Sabtu, 24 September 2011

Bandar Lampung

Kota ini tak berangsur tua, umur yang beratus tahun tak nampak. Kota ini seperti perempuan muda yang centil, gelisah dengan pubernya--yang entah keberapa--melulu ingin menjadi pusat perhatian. Perlahan, kota yang dianggap kota kelas 2 ini terus berdandan. Menarik roknya tinggi-tinggi agar diperhatikan, menurunkan kerah bajunya serendah-rendahnya. Agar diperhatikan.

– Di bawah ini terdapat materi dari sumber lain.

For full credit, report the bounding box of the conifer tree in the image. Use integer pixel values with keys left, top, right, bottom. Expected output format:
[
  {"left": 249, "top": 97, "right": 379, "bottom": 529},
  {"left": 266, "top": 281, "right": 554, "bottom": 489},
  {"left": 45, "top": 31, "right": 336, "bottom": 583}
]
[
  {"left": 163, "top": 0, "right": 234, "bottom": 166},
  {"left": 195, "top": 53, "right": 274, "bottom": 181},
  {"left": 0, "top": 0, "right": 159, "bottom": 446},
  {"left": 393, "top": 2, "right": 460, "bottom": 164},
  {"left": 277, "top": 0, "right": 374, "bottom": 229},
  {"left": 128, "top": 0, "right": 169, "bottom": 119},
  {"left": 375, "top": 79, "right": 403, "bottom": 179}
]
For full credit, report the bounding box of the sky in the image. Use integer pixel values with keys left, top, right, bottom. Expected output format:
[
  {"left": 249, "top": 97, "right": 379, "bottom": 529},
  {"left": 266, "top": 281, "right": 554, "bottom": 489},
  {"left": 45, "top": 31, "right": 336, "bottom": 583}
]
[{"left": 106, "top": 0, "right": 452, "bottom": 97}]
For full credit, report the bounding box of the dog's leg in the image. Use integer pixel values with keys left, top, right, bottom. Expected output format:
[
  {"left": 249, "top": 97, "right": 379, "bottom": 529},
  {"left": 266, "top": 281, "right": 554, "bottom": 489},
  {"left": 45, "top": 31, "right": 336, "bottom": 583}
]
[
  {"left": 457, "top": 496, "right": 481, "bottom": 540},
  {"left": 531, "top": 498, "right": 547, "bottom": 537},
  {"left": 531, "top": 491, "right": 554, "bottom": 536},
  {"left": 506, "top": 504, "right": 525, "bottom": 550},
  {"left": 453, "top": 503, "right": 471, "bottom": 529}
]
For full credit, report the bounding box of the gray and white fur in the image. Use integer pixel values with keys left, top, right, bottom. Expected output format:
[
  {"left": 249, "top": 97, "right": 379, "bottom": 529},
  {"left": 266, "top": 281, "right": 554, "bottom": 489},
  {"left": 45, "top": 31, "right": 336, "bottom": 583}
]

Kota ini ingin naik kelas. Mengejar ketertinggalan dari kota-kota disebelahnya. Tapi mestikah upaya naik kelas itu harus dilakukan dengan mengobral sisi-sisi kemanusiaan yang dimilikinya (yang tak dimiliki kota tetangganya).

Bukankah kota adalah rumah dan rumah berarti harus tentram dan asri? Bukankah kota harus humanis, harus bisa menjadi rumah tinggal bagi siapa saja. Bagi Gubernurnya, bagi pengusahanya, bagi rakyat jelatanya?

Kemajuan adalah baik, tapi penindasan tidak. Kota ini boleh seksi tapi tidak murahan!